Searching and Patentability
Even before filing a patent application, you may want some indication of its chances of being granted. One way to assess potential patentability is to see what other sorts of scientific studies, research studies, or published patent documents exist that are relevant to your invention. According to US patent law, an invention has to be novel and non-obvious in order to become patented. Most foreign countries have similar laws. Unfortunately, most fields have accumulated copious amounts of technical literature, some of which may be relevant to your invention. We can search through this literature, known in patent circles as “art,” to assess whether it might prevent you from getting patent coverage for your invention.
Patent Application Preparation and Prosecution
After you’ve created your invention, we can help you capture its description in a patent application, and we can draft claims in that application that cover the invention as broadly and accurately as possible. These claims are what the patent examiner considers when your application is filed. When your application is received at the U.S. Patent and Trademark Office, the Examiner reviews it to see whether there are deficiencies that need to be corrected. Then the Examiner conducts a search of the art to identify any references that might interfere with the patentability of the claims in your application. If your claims are rejected — and they most likely will be — you will have a chance to amend them and/or to argue about whether the rejection was proper. The Examiner will then respond to your amendments and arguments. This back-and-forth process, called patent prosecution, continues until your patent application is granted, or until it is finally rejected. Prosecution is complicated and can take years. With decades of prosecution experience, we will guide you through this complex process.

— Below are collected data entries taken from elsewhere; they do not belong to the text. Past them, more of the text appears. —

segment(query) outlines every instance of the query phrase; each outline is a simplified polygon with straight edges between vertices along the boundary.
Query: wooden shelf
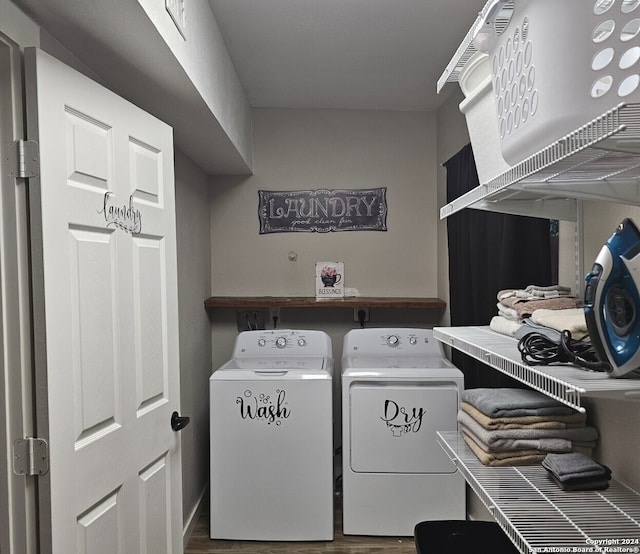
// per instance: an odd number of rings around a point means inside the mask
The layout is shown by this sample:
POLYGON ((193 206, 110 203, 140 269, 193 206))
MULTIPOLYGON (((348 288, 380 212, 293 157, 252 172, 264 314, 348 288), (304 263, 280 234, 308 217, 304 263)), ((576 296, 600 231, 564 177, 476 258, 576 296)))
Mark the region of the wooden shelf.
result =
POLYGON ((443 310, 439 298, 347 296, 316 299, 313 296, 212 296, 205 308, 411 308, 443 310))

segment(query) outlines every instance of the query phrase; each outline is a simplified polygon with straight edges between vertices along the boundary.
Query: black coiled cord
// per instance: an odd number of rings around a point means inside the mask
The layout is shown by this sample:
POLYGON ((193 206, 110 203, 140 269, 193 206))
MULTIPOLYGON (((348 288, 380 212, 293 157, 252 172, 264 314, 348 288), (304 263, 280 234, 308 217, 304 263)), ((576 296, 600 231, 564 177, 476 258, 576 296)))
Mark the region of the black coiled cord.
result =
POLYGON ((569 363, 591 371, 611 371, 590 342, 572 339, 568 330, 562 331, 559 343, 541 333, 527 333, 518 342, 518 350, 527 365, 569 363))

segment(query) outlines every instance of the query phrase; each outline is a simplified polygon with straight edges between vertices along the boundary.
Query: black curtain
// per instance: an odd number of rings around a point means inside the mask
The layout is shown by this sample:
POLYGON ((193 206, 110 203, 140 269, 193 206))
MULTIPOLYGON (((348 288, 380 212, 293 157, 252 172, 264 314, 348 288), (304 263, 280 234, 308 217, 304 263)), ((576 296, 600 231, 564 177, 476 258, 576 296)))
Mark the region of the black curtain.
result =
MULTIPOLYGON (((447 202, 479 186, 471 145, 444 164, 447 202)), ((548 219, 465 209, 447 218, 451 325, 488 325, 502 289, 552 283, 548 219)), ((454 351, 465 388, 516 386, 505 375, 454 351)))

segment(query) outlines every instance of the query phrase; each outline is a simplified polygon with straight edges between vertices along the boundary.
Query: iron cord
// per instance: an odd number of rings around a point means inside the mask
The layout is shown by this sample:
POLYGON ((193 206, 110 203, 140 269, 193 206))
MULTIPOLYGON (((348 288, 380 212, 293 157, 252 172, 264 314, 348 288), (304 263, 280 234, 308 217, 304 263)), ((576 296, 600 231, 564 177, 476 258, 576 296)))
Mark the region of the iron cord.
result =
POLYGON ((541 333, 527 333, 518 342, 518 350, 527 365, 569 363, 591 371, 611 371, 611 365, 598 358, 589 341, 573 339, 568 330, 562 331, 560 342, 541 333))

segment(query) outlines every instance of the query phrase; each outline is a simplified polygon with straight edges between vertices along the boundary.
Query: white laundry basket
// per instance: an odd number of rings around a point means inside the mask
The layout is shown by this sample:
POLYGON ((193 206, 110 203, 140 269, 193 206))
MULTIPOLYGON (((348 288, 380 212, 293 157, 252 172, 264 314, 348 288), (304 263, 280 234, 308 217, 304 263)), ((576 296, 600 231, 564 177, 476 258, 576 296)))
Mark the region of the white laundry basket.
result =
POLYGON ((465 95, 459 108, 467 121, 478 179, 482 184, 488 183, 510 167, 500 150, 489 56, 476 52, 460 72, 458 81, 465 95))
POLYGON ((476 44, 490 56, 500 147, 509 164, 622 102, 640 102, 640 0, 489 4, 495 9, 476 44), (492 17, 511 7, 508 25, 496 31, 492 17))

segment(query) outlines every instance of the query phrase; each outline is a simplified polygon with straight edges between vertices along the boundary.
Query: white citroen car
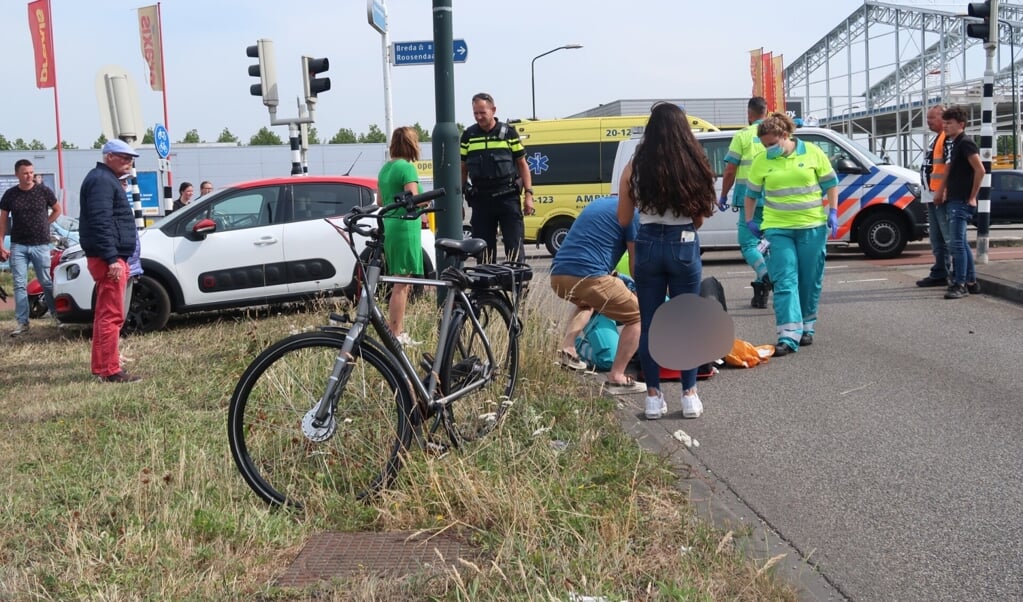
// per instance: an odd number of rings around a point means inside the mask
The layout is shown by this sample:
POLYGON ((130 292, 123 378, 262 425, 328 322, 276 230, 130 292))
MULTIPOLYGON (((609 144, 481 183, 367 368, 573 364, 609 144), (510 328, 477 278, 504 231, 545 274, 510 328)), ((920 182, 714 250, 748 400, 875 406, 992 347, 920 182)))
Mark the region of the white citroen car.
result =
MULTIPOLYGON (((160 330, 172 313, 351 295, 355 257, 323 218, 375 205, 376 196, 372 178, 281 177, 236 184, 175 211, 140 232, 144 274, 125 330, 160 330)), ((356 237, 356 248, 362 253, 365 240, 356 237)), ((434 275, 427 229, 423 261, 434 275)), ((67 249, 53 276, 58 319, 92 322, 94 289, 81 247, 67 249)))

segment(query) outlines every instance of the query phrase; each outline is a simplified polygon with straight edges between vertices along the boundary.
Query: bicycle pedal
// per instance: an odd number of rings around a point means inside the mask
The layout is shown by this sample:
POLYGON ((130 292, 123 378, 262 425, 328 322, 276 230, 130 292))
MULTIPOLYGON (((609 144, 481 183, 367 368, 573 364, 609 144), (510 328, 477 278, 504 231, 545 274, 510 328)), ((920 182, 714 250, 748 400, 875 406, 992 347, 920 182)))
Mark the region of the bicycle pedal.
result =
POLYGON ((434 456, 443 456, 448 453, 448 449, 450 449, 448 445, 444 443, 437 443, 432 439, 427 439, 423 442, 423 450, 434 456))
POLYGON ((433 354, 424 353, 423 357, 419 360, 419 367, 426 370, 427 374, 433 371, 433 354))
POLYGON ((339 314, 335 312, 330 312, 330 315, 327 316, 327 319, 330 320, 331 322, 337 322, 339 324, 348 324, 349 322, 352 321, 352 318, 348 314, 339 314))

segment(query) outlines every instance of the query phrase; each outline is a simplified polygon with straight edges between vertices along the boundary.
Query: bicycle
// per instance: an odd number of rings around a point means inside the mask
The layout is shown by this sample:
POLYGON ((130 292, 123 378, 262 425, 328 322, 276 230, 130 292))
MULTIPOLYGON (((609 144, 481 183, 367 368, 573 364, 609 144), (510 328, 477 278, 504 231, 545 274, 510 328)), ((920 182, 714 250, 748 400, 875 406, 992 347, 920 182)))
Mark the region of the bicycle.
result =
MULTIPOLYGON (((242 374, 228 410, 232 457, 267 503, 302 508, 329 492, 365 499, 394 482, 413 439, 443 451, 449 446, 437 439, 444 435, 459 448, 492 431, 511 405, 529 266, 452 266, 436 280, 381 275, 383 216, 403 211, 419 219, 433 211, 420 204, 444 194, 406 193, 379 211, 355 208, 342 226, 327 218, 353 253, 351 234, 367 238, 354 319, 331 313, 331 324, 264 350, 242 374), (377 305, 383 283, 445 292, 437 348, 423 354, 422 375, 377 305)), ((438 239, 436 247, 460 266, 479 258, 486 243, 438 239)))

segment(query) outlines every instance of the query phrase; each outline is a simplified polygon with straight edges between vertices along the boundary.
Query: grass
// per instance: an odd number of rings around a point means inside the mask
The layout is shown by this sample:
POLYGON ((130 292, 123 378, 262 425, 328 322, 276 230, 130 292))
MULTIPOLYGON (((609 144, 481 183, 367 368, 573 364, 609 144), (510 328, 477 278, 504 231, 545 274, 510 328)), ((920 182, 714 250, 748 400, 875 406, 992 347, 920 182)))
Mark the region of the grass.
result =
MULTIPOLYGON (((626 435, 615 400, 553 366, 564 302, 534 286, 503 426, 458 453, 410 455, 369 504, 268 509, 230 457, 226 408, 248 362, 327 309, 172 322, 122 341, 136 385, 89 377, 79 329, 39 321, 0 342, 2 600, 795 600, 771 562, 701 520, 666 459, 626 435), (324 530, 445 532, 484 560, 311 589, 275 585, 324 530)), ((429 344, 435 308, 410 308, 429 344)), ((0 332, 13 328, 0 313, 0 332)), ((435 333, 434 333, 435 336, 435 333)), ((6 338, 6 337, 5 337, 6 338)), ((453 560, 453 559, 449 559, 453 560)))

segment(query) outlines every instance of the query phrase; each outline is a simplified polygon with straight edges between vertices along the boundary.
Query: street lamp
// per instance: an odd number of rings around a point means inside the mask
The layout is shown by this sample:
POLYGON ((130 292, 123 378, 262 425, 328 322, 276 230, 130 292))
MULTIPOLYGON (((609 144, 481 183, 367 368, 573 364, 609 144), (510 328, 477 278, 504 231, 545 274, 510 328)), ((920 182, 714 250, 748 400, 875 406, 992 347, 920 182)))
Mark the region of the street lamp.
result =
MULTIPOLYGON (((998 22, 1009 28, 1009 66, 1012 69, 1012 168, 1019 169, 1019 86, 1016 85, 1016 28, 1005 19, 998 22)), ((997 147, 997 141, 995 146, 997 147)))
POLYGON ((847 138, 852 138, 852 134, 849 131, 850 130, 849 126, 852 123, 852 112, 859 108, 860 105, 853 105, 842 110, 841 116, 845 117, 845 135, 847 138))
POLYGON ((534 120, 536 119, 536 59, 538 59, 538 58, 540 58, 542 56, 547 56, 548 54, 550 54, 552 52, 557 52, 559 50, 575 50, 576 48, 582 48, 582 47, 583 47, 582 44, 565 44, 564 46, 558 46, 557 48, 548 50, 547 52, 545 52, 543 54, 538 54, 538 55, 533 57, 533 62, 529 66, 529 78, 530 78, 530 82, 531 82, 530 87, 532 88, 532 92, 533 92, 533 119, 534 120))

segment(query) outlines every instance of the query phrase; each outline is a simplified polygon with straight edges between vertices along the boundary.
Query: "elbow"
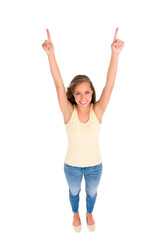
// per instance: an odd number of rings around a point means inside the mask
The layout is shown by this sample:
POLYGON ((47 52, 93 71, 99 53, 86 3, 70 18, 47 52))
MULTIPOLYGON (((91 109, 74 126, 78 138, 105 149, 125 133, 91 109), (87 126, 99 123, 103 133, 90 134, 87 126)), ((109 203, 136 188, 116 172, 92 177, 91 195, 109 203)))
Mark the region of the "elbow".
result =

Due Diligence and Portfolio Management
When you’re investing in a company, you need to understand their IP portfolio. This process of assessing a company’s IP, called due diligence, is a core competency of our firm. We can help you ask the right questions and process the information, so you can reach an informed conclusion about the value of the company’s IP. If your company is facing due diligence, you’ll want us on your side. We’ve represented many investors over the years, so we know what questions they’ll be asking. We can help you organize your assets, present them to investors, and answer their questions during the diligence process. If your company wants to stay on top of its IP portfolio, we can help you manage it. You’ll want to know what you have already, how effective its protection is right now, and whether there are areas that need to be strengthened. You’ll also want to identify directions for expanding or improving your IP coverage. With effective portfolio management, you’re also more prepared for due diligence when an investor or an acquirer comes along. As your business grows, we’ll help you keep your IP portfolio in peak condition.
Landscape Studies and Freedom to Operate
No matter how innovative your technology, you know that your path forward may encounter obstacles. Wouldn’t it help to know where the dangers are? Before you develop your technology for commercialization, we can investigate the patent landscape for you to identify third-party patents that might be problems for you. A patent landscape study can help you navigate. As you prepare a product for the marketplace, be sure that your planned direction is a safe one.
It’s better to identify your competitors ahead of time so you can take business-savvy precautions, either to avoid them entirely, or to figure out ways to make deals with them. In either case, you’ll want to know what’s out there as you finalize your product. This is the role of a freedom to operate study. Whether it’s an informal search or a formal legal report, we can prepare you for what’s out there.